‘Judiciary is white, male dominated’ says John Hlophe

John Mandlakayise Hlophe, Judge President of the Western Cape Division of the High Court of South Africa. Picture: Adrian de Kock

John Mandlakayise Hlophe, Judge President of the Western Cape Division of the High Court of South Africa. Picture: Adrian de Kock

Published Apr 28, 2021


DURBAN - EMBATTLED Western Cape Judge President John Hlophe has accused the judiciary of being soaked in politics, battling to deal with transformation, and allowing apartheid-era judges to dominate the narrative.

In a scathing criticism of the judiciary, Judge Hlophe described the country’s law as a “white man’s law” imposed by colonialists and an infusion of English heritage and the Roman-Dutch law, which rendered it incapable of delivering justice for the common man.

Judge Hlophe made the damning assessment of South Africa’s judicial system in a lecture he delivered on invitation by the University of South Africa’s Department of Public, Constitutional and International Law on Monday.

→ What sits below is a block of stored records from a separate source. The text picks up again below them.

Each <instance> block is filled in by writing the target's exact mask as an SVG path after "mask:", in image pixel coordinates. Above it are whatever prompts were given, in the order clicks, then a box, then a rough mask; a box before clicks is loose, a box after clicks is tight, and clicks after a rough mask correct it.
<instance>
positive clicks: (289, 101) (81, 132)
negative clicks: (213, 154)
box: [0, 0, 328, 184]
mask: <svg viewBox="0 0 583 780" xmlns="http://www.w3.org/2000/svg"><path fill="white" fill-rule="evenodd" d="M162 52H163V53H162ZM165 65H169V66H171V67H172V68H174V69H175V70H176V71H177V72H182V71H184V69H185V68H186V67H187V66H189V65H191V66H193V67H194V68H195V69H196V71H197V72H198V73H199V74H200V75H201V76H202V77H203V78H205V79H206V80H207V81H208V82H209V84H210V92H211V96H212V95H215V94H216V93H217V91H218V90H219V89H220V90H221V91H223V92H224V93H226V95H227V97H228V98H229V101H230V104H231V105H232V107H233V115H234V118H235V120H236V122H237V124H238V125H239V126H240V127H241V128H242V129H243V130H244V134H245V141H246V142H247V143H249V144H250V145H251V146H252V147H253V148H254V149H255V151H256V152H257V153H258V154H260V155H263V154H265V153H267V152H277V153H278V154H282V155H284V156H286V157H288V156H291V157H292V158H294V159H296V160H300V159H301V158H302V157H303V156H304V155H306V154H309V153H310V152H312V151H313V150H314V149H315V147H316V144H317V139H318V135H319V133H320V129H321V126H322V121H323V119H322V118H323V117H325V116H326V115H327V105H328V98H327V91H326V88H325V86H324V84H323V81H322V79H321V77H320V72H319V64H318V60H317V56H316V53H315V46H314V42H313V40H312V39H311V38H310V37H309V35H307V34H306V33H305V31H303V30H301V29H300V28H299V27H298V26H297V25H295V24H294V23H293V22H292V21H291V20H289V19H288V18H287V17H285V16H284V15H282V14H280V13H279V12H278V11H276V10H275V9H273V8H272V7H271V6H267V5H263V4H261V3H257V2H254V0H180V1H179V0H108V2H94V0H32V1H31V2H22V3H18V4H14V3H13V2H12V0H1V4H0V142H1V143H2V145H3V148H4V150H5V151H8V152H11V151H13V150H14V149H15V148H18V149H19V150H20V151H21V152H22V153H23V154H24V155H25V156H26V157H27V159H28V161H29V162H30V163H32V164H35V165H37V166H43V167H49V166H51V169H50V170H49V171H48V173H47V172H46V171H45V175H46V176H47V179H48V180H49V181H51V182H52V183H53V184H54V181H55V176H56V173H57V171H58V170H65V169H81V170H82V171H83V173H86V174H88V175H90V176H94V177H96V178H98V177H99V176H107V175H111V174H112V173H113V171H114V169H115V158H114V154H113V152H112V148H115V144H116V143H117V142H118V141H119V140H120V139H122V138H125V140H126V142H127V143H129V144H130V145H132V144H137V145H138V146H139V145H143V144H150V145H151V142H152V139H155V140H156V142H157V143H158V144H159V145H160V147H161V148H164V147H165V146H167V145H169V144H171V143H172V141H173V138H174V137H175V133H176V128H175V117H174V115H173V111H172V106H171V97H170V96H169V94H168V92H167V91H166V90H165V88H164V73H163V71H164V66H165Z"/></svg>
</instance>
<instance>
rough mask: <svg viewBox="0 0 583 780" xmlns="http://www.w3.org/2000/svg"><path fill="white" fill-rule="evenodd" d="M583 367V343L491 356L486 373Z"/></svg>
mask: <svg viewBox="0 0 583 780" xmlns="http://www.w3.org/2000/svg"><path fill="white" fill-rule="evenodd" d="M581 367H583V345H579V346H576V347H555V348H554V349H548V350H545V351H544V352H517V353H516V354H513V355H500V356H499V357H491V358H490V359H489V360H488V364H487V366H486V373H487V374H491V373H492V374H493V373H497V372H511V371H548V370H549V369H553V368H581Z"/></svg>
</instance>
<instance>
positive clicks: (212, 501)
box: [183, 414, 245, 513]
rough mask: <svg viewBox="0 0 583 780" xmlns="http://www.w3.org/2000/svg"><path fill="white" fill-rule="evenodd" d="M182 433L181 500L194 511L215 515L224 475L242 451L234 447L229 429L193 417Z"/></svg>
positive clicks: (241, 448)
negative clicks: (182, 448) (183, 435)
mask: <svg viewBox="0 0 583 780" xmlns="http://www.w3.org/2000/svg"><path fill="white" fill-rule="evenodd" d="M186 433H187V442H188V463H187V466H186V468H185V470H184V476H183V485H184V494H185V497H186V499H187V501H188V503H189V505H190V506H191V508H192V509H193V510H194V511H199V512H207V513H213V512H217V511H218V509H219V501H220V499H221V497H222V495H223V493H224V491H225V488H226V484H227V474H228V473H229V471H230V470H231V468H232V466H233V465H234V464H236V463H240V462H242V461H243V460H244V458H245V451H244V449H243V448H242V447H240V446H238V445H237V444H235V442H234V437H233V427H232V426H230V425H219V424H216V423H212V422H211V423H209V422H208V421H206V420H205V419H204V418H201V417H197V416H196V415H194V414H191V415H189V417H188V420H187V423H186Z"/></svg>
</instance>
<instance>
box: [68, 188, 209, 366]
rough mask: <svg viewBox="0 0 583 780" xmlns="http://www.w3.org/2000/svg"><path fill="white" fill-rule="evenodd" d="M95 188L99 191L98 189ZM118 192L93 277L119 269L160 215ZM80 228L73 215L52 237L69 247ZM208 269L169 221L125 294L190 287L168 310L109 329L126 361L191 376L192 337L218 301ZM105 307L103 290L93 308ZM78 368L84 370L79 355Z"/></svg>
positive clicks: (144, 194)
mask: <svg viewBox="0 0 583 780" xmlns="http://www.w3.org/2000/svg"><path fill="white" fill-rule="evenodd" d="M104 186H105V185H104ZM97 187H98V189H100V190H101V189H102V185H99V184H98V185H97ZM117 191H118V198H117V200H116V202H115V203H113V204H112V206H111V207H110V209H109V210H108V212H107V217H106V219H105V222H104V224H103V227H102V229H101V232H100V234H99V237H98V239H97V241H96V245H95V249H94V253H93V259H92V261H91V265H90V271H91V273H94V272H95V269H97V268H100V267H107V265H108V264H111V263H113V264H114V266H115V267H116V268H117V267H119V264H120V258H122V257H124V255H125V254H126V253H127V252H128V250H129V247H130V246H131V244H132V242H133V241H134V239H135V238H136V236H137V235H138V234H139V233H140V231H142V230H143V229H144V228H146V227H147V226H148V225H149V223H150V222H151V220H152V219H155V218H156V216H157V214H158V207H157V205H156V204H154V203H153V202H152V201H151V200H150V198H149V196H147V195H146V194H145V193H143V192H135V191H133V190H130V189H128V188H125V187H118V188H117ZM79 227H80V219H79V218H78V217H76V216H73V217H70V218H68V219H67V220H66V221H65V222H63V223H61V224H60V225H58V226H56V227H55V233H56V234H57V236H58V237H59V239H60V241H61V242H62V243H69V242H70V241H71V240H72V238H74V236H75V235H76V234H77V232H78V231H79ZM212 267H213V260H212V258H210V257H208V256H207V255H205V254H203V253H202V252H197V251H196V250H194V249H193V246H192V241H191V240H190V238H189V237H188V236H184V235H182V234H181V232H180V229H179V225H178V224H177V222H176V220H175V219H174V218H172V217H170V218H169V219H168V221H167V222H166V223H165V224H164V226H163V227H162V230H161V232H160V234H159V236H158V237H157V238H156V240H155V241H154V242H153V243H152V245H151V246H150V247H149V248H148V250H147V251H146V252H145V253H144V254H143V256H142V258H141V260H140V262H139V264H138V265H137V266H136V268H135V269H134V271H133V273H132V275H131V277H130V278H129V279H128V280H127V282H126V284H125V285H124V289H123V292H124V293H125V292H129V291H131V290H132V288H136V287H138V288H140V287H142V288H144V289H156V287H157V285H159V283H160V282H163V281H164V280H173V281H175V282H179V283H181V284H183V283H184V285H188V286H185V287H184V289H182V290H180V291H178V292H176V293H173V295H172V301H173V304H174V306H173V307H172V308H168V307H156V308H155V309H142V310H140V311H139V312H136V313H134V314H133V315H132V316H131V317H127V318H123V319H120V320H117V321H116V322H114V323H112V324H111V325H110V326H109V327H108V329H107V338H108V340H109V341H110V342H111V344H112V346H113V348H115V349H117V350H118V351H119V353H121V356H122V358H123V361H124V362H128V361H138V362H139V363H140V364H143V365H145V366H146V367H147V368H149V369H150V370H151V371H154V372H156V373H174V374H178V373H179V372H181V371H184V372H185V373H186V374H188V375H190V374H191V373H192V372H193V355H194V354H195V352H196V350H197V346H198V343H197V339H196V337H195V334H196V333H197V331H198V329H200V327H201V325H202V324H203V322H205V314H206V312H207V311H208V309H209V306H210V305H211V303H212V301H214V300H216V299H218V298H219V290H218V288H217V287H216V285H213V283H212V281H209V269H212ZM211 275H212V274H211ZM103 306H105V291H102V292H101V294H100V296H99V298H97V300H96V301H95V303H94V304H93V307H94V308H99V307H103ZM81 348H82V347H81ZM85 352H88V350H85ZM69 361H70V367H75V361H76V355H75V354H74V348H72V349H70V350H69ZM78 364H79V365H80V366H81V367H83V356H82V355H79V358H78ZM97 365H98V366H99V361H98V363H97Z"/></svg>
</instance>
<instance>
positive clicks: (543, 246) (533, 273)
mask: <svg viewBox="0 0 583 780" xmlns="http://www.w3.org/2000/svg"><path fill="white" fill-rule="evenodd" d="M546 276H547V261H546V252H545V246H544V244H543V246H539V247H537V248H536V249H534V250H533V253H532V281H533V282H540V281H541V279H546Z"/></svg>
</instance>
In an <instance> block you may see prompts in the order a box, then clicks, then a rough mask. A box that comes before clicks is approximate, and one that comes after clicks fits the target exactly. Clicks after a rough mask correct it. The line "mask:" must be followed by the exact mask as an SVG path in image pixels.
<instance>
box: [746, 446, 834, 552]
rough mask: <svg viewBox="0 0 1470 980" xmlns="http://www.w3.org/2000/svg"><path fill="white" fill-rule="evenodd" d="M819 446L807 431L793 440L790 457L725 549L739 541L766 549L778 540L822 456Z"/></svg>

“South African judges are already steeped in politics, although they often deny this,” said Judge Hlophe, who faces an uncertain future pending a decision by the Judicial Services Commission (JSC) relating to findings of gross misconduct made against him by the Judicial Conduct Tribunal.

In a lecture titled “Law and Transformation”, he said that apartheidappointed judges had refused to testify before the Truth and Reconciliation Commission, and these judges remained vociferous today, rejecting any attempt at transformation.

“They continue to ridicule those of us who drive the transformation agenda, calling us names and calling for us to be impeached. They use the law and other platforms to disguise their obvious political agenda.”

Section 174 of the Constitution called for the judiciary to reflect broadly on the racial and gender composition of SA in the appointment of “judicial officers”, he said.

“My understanding of this section is that when judges are appointed, the JSC … is bound to take transformation into account for purposes of making appointments to the bench. Transformation is, therefore, a constitutional imperative.

“In determining what changes are envisaged, we must look at what the situation was before the new constitutional era. We have a problematic judiciary which was appointed by the then National Party. Those judges were recruited almost exclusively from the ranks of practising white male advocates.

“Therefore, transformation in the historical context can only mean to move away from the situation whereby the judiciary was exclusively male-dominated and white dominated and recognise that there is a majority of black people in this country who had no franchise before and therefore could not even be elevated to the Bench.

“Race is very important given our (apartheid) past. So any judiciary which is still white male-dominated can never be construed as legitimate. It will continue to be regarded as a judiciary which was imposed to serve the interests of the white minority government.

“The law, which is still applicable even today, is the law that was imposed by our colonisers. It was forced down on us by the white judges who were appointed by a racist government,” Hlophe said.

He said in the Western Cape, major strides had been made as 42% of the 33 judges in the Western Cape Division were women. “And of course I have lost a lot of women who have been elevated to other courts, including the Supreme Court of Appeal. That is the primary meaning of transformation.”

The secondary interpretation was that of the mindset, said Judge Hlophe.

“Proving the change of mind and mindset is often the most difficult part. One cannot just assume that because a particular candidate is black that the candidate has embraced the Constitution. In the vast majority of cases, however, given our history, most black people embrace those values because that is what we fought for.

“At the same time, we often find resistance, certainly emanating from white quarters, people who have benefited in the past (sic). They would resist these changes and find other excuses for blocking a black candidate.

“Usually, they would say the candidate does not have experience in civil work or commercial law, but interestingly, when a white candidate has no experience in criminal law, which is often the case, the fact that the white candidate does not have much experience in criminal law is never held against a white candidate. But when it comes to black candidates, they would say this particular candidate may be good, but he does not have experience or that he did not practise as an advocate or attorney.”

The judge called for a revision of some of the rules of evidence which, he said, were archaic. He slammed the criminal law for concentrating less on the rights of the victim.

“Law is and has always been a powerful tool for engineering social change. The apartheid government through various legislation and judges who served under apartheid enthusiastically upheld apartheid laws such as the Group Areas Act. There is no reason why judges cannot use the law to benefit the poor when faced with social justice issues as there is an imperative to address the social ills that the majority of South Africans face.”

Nathi Mncube, judiciary spokesperson at the Office of the Chief Justice, did not respond to requests for comment by the time of publication.